Immigrati nel pubblico impiego: la rivoluzione che farà discutere parte da Bruxelles

Valentina Pennacchio

4 Settembre 2013 - 16:17

Immigrati nel pubblico impiego: la rivoluzione che farà discutere parte da Bruxelles

Immigrati nel pubblico impiego: la rivoluzione che farà discutere scatta oggi ed è stata innescata dalla Legge europea 2013 (legge 6 agosto 2013, n. 97). Un’importante passo avanti in nome dell’integrazione, nonché una vittoria per il ministro Cécile Kyenge, che ha così commentato:

“Tutti quegli stranieri che vivono il Paese come la propria terra possono 
indubbiamente rappresentare un valore aggiunto e strategico in ambito
economico, culturale e sociale”.

La direttiva europea è stata ampiamente ignorata dall’Italia, che stava per finire nel mirino di una grave procedura di infrazione, e farà si che il posto fisso, ormai chimera nel nostro Paese, potrà essere ambito anche dagli immigrati, i quali potranno partecipare ai concorsi nella P.A. e quindi ottenere posti da cui prima erano assolutamente esclusi: negli ospedali, nelle scuole, nelle aziende pubbliche.

Non potranno invece accedere alla magistratura o intraprendere una carriera militare perché potranno aspirare esclusivamente a funzioni che

“non implicano esercizio diretto o indiretto di pubblici poteri, ovvero non attengono alla tutela dell’interesse nazionale”.

Cosa dice la legge

Grazie all’articolo 7 della legge suddetta potranno accedere al pubblico impiego:

  • familiari stranieri di cittadini dell’Unione Europea;
  • gli immigrati con carta di soggiorno (a lunga permanenza);
  • i rifugiati;
  • i titolari di un permesso di protezione sussidiaria.

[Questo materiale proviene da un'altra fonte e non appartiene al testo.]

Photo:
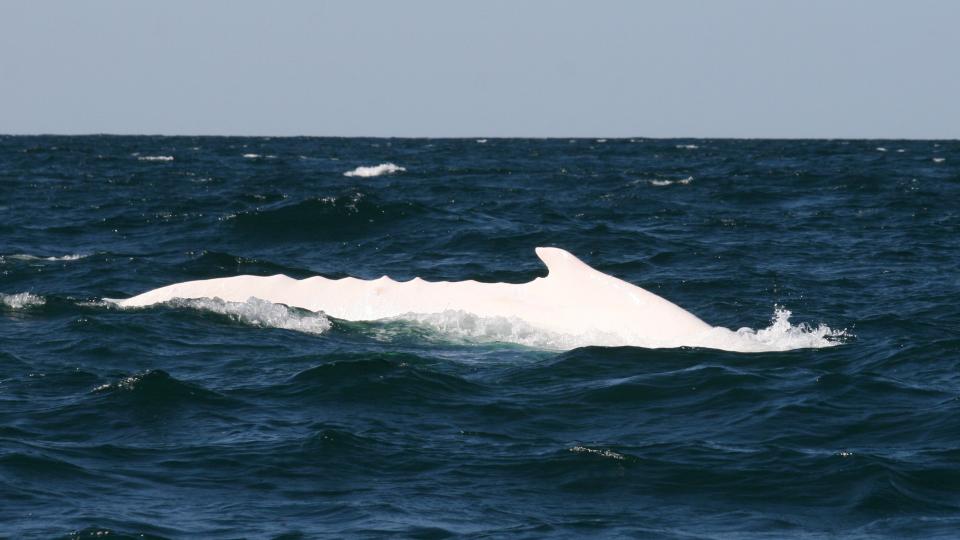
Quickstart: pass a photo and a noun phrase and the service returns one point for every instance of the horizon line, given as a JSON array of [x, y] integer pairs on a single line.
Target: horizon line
[[486, 137]]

Non rientrano nella legge gli immigrati in possesso di un semplice permesso di soggiorno. Ricordiamo che ottenere la carta di soggiorno non è un’operazione così facile per gli immigrati, che per ottenerla dovranno dimostrare:

  • 5 anni di presenza regolare sul territorio italiano;
  • un reddito sufficiente per il proprio sostentamento e per la propria famiglia;
  • un’ottima conoscenza della lingua italiana superando un esame.

A ciò si aggiunge il pagamento di una tassa di circa 200 euro. Insomma condizioni che non tutti hanno la costanza, la pazienza o la voglia di dimostrare. Almeno fin’ora.

Da oggi una nuova novità attende gli immigrati, lo sancisce l’articolo 13 della legge, come spiega la CGIL:

“Chi ha un permesso di soggiorno e ha a carico almeno 3 figli, ed è a basso reddito avrà diritto all’assegno INPS per le famiglie numerose".

Le reazioni

La notizia è stata accolta con entusiasmo da CGIL e UIL come trionfo di un “principio di civiltà e democrazia”, ma duramente osteggiata dalla Lega, come era facilmente intuibile, che ha espresso tutto il suo disappunto tramite le parole di Massimiliano Fedriga, membro della commissione Lavoro di Montecitorio:

“Ci troviamo in un periodo di
 crisi occupazionale ed economica tale che ampliare la platea di coloro 
che possono accedere ai concorsi pubblici è un’operazione puramente demagogica”.

Una notizia come questa non può che creare un’irrimediabile frattura nell’opinione pubblica.

Ci saranno coloro che tireranno un sospiro di sollievo perché sentiranno di vivere in un Paese finalmente civile che riconosce equi diritti a coloro che vi abitano.

Allo stesso tempo ci saranno coloro che si sentiranno offesi perché in una situazione sociale ed economica così sfavorevole, il precariato, la disoccupazione alle stelle, i conti dell’INPS in rosso, l’Italia sceglie di percorrere una strada che causa non poche incombenze.

Il dibattito è accesso e di sicuro di non facile soluzione.